Аделаида Семеновна свою линию нашла во внедрении на российской почве фребелевской системы детских садов — знаменитой, новаторской тогда европейской системы раннего развития (самораскрытия) природных способностей ребенка. Выбор направления — личный: честнейший и слегка наивный. Характерна поездка к Герцену, у которого молодожены Симоновичи надеялись получить указания относительно первостепенно нужной деятельности (предполагалось, видимо, нечто вроде печатания нелегальной литературы). Еще характернее серьезность, с которой ими была воспринята решительная рекомендация Герцена возвратиться домой, чтобы «делать хотя бы маленькое дело на благо России».

Дело, равно близкое медику Якову Симоновичу и его тяготевшей к педагогике жене, определилось в Швейцарии, куда Аделаида, не смирившись с грубым отказом ей, женщине, посещать лекции Московского университета, уехала ради получения высшего образования и откуда привезла на родину опыт занятий под руководством ученицы Фридриха Фребеля. Поистине благое дело — в спектре воодушевленного служения народу идея гражданского служения младенцам и малышам явилась, безусловно, одной из самых здравых. А российский успех системы, которую Симоновичи начали пропагандировать изданием своего журнала «Детский сад» и практически развивать устройством «элементарных частных школ» в Петербурге, затем Тифлисе и снова в Петербурге, был предопределен особым складом передовых молодых супругов.

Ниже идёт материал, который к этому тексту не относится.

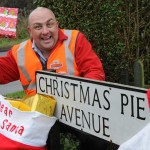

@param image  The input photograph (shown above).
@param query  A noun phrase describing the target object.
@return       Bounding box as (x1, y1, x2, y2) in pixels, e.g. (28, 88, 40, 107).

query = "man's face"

(28, 8, 59, 51)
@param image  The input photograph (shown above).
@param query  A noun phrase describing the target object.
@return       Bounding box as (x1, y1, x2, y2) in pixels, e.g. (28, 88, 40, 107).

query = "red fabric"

(0, 29, 105, 84)
(0, 50, 19, 83)
(0, 133, 46, 150)
(75, 32, 105, 80)
(147, 89, 150, 108)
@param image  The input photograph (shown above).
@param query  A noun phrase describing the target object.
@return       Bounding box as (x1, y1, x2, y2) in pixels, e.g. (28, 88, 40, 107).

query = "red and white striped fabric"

(0, 95, 57, 150)
(0, 7, 18, 38)
(147, 89, 150, 108)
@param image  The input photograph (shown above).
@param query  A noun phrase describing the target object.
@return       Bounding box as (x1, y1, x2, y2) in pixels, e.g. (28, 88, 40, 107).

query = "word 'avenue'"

(60, 104, 110, 137)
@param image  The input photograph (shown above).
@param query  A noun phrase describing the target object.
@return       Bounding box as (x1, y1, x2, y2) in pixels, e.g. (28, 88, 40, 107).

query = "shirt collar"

(32, 40, 38, 52)
(32, 40, 47, 63)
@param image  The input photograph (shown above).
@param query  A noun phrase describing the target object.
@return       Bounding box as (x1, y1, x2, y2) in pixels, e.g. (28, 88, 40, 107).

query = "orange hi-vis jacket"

(12, 29, 80, 95)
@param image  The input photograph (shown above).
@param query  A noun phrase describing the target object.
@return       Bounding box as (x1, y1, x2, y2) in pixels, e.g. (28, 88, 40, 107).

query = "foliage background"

(0, 0, 150, 85)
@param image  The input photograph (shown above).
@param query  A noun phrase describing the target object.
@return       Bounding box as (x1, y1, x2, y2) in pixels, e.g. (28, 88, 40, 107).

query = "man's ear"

(56, 21, 59, 28)
(27, 26, 32, 37)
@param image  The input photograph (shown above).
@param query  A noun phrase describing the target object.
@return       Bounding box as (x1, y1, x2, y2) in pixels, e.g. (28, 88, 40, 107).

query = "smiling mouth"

(42, 36, 52, 43)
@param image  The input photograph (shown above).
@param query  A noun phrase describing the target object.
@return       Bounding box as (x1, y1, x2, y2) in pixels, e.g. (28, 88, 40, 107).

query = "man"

(0, 7, 107, 150)
(0, 7, 105, 95)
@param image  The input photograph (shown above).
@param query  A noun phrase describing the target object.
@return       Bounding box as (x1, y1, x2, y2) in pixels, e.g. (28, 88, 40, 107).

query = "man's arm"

(75, 32, 105, 80)
(0, 50, 20, 84)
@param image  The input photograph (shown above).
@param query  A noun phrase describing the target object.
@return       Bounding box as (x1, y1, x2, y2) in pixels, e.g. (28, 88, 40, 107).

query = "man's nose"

(42, 26, 49, 34)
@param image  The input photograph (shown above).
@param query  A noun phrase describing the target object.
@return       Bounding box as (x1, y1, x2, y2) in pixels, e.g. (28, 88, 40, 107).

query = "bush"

(16, 16, 29, 39)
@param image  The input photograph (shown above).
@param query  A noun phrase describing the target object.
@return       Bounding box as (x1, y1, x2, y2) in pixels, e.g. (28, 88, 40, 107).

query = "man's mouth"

(42, 36, 52, 43)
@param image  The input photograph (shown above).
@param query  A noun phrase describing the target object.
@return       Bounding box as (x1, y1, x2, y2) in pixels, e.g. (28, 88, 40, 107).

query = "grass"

(4, 90, 26, 99)
(0, 38, 28, 49)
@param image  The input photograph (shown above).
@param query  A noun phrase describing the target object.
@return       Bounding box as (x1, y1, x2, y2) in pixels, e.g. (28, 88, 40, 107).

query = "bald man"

(0, 7, 105, 95)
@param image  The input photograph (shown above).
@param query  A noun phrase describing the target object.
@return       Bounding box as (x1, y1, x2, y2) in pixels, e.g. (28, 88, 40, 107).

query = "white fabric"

(118, 123, 150, 150)
(0, 95, 57, 147)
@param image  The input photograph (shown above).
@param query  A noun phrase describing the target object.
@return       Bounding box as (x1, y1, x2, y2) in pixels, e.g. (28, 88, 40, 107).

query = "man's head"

(27, 7, 59, 51)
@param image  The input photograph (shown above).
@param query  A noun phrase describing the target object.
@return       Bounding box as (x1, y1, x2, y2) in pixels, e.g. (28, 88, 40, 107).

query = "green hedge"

(33, 0, 150, 85)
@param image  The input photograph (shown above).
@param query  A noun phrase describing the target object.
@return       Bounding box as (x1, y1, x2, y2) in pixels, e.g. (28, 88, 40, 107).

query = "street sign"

(36, 71, 149, 145)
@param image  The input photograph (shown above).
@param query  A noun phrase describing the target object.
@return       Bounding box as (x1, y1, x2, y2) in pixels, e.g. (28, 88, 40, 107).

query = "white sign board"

(36, 71, 149, 145)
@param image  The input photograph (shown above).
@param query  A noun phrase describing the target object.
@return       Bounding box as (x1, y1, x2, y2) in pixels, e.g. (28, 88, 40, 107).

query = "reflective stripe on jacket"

(12, 29, 80, 95)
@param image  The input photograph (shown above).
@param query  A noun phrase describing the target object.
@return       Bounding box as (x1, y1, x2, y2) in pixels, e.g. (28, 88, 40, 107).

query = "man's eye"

(47, 22, 54, 28)
(47, 23, 52, 28)
(34, 26, 42, 30)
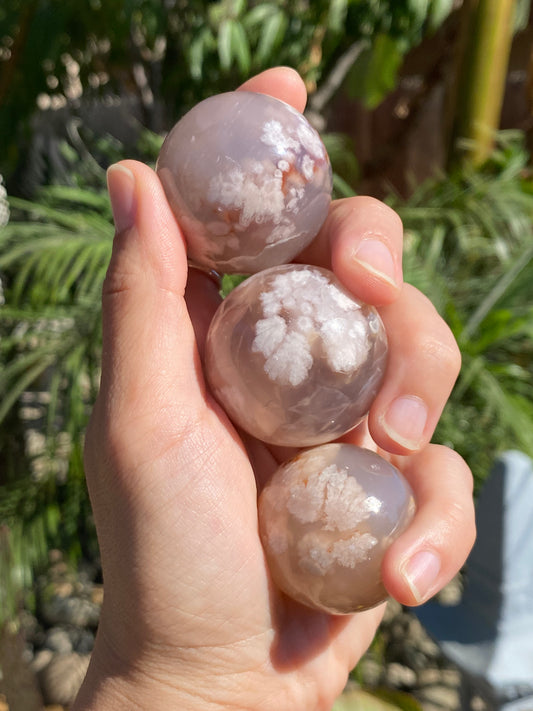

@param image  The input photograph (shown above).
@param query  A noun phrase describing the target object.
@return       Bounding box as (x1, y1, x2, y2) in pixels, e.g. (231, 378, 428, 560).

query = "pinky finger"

(381, 445, 476, 606)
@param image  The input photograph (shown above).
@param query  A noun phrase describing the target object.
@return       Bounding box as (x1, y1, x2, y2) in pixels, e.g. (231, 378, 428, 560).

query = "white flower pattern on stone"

(252, 269, 371, 386)
(207, 166, 286, 227)
(260, 119, 301, 154)
(287, 463, 373, 530)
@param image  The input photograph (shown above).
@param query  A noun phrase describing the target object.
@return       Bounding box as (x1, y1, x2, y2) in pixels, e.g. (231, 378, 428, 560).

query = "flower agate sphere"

(205, 264, 388, 447)
(259, 444, 415, 614)
(156, 91, 332, 274)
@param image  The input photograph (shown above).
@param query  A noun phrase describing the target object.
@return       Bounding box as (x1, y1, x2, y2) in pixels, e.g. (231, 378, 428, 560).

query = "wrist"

(71, 603, 339, 711)
(71, 629, 235, 711)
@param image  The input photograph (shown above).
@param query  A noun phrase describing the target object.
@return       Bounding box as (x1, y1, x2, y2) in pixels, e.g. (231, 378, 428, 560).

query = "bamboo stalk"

(451, 0, 517, 167)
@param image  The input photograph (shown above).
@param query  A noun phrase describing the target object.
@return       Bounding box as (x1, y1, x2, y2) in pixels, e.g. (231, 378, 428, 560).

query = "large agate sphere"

(259, 444, 415, 614)
(156, 91, 332, 274)
(205, 264, 388, 447)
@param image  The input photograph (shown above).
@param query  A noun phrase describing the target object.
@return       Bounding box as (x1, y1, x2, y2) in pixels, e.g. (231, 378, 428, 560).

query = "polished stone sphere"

(157, 91, 332, 274)
(205, 264, 388, 447)
(259, 444, 415, 614)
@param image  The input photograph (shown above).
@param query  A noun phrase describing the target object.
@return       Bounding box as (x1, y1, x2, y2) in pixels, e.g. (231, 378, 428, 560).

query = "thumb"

(100, 160, 203, 427)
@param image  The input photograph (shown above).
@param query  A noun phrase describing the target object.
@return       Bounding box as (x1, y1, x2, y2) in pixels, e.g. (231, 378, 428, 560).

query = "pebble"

(44, 627, 73, 654)
(436, 573, 464, 606)
(358, 657, 384, 687)
(416, 681, 460, 710)
(385, 662, 418, 689)
(418, 668, 461, 687)
(38, 652, 90, 706)
(20, 553, 103, 705)
(30, 648, 54, 674)
(41, 595, 101, 628)
(73, 628, 95, 654)
(90, 584, 104, 607)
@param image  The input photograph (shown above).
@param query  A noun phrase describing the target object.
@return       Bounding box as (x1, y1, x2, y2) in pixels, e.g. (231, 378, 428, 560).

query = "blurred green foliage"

(332, 686, 423, 710)
(1, 0, 457, 177)
(399, 136, 533, 490)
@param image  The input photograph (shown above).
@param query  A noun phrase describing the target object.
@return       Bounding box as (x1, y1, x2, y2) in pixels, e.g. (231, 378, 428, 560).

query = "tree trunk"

(448, 0, 517, 167)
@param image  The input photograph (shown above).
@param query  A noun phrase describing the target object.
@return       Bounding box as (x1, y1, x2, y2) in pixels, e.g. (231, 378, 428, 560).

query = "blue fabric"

(415, 451, 533, 700)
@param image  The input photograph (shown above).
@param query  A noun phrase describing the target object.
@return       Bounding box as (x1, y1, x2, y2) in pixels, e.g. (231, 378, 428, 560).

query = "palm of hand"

(86, 268, 382, 710)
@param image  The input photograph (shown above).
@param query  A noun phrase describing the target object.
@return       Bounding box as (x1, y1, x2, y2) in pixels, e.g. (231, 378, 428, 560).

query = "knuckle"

(404, 287, 461, 375)
(444, 498, 472, 530)
(101, 235, 143, 298)
(331, 196, 403, 236)
(419, 333, 461, 378)
(435, 498, 476, 555)
(355, 195, 403, 225)
(433, 450, 477, 551)
(102, 263, 137, 298)
(438, 445, 475, 494)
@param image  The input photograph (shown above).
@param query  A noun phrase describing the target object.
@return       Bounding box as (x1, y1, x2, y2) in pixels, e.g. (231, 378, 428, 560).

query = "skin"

(72, 68, 475, 711)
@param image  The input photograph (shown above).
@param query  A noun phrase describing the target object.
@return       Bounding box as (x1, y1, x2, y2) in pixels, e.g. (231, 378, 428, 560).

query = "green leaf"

Рано поженившиеся, бесконечно преданные друг другу, они ничуть не походили на радикально аморальных нигилистов. «Разумное» в их деятельности (от конкретных методов дошкольного воспитания до критики религиозной основы теории Фребеля, перетолкованной в современном духе верований социальных) прочно крепилось «добрым и вечным» — искренним патриархальным чадолюбием. Что ж, как ни назови это, божественным началом или сугубо человеческим, мистическим или этическим, важнее всего рано извлечь великий творческий инстинкт, дать ему вольно прорасти и уберечь врожденно талантливых детей от судьбы унылой бездарности. И это превосходно получалось. Лучшее подтверждение — собственные дети Аделаиды Семеновны и Якова Мироновича, их сын и полдюжины дочерей.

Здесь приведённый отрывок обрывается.